Présentation

Le ballon Generali : attraction touristique majeure et outil de sensibilisation à la qualité de l’air

Installé depuis 1999 dans le parc André Citroën (XVème arrondissement), le Ballon de Paris a déjà initié près d’un million de personnes aux joies du vol en aérostat. 
Depuis 2008 et pour la première fois au monde, le ballon prend une nouvelle dimension citoyenne en devenant un indicateur de la qualité de l’air. 

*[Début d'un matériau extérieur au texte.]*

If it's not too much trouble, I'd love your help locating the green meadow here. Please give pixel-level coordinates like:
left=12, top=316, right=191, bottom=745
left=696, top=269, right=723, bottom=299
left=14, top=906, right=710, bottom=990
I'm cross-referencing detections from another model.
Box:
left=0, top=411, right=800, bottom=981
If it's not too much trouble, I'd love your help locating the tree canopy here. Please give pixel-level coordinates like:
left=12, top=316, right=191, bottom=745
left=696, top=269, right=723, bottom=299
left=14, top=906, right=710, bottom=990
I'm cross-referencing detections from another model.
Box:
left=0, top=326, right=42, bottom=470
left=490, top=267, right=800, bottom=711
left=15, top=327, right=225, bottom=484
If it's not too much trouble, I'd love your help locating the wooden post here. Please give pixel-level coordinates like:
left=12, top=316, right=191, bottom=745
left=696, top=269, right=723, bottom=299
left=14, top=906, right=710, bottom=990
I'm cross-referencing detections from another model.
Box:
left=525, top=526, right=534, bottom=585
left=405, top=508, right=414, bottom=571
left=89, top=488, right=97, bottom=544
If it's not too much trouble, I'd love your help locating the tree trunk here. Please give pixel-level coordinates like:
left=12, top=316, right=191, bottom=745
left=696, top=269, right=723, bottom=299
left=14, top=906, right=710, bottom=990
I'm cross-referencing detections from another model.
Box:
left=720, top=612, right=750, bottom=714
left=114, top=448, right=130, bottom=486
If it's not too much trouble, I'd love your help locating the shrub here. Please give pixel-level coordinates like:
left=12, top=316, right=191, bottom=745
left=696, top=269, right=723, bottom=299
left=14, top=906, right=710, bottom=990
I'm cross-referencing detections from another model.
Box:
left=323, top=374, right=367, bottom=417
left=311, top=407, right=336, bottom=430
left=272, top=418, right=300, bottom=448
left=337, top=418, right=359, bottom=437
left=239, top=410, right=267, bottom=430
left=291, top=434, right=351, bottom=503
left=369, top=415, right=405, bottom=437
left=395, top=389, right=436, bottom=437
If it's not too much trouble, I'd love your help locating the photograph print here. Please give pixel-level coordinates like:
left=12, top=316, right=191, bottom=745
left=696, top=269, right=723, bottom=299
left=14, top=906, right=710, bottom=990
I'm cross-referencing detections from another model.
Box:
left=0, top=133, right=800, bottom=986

En partenariat avec AIRPARIF® (organisme agréé de surveillance de la qualité de l’air en France), ce nouveau Ballon de Paris change de couleur en fonction de la qualité de l’air ambiant dans Paris (de vert/bon à rouge/mauvais en passant par orange/médiocre). Ce système est complété d’un éclairage indépendant indiquant avec le même code couleur la qualité de l’air à proximité du trafic.

 

Un laboratoire volant pour une meilleure connaissance de la qualité de l’air

Fruit d’une collaboration avec le CNRS, un appareil de mesure d’une précision inédite, le LOAC (Light Optimal Aerosol Counter) est en permanence embarqué dans le ballon.
Capable à la fois de compter et d’identifier les particules, le LOAC se focalise sur les plus petites à savoir les particules ultrafines, inférieures à 1 micromètre (PM1). 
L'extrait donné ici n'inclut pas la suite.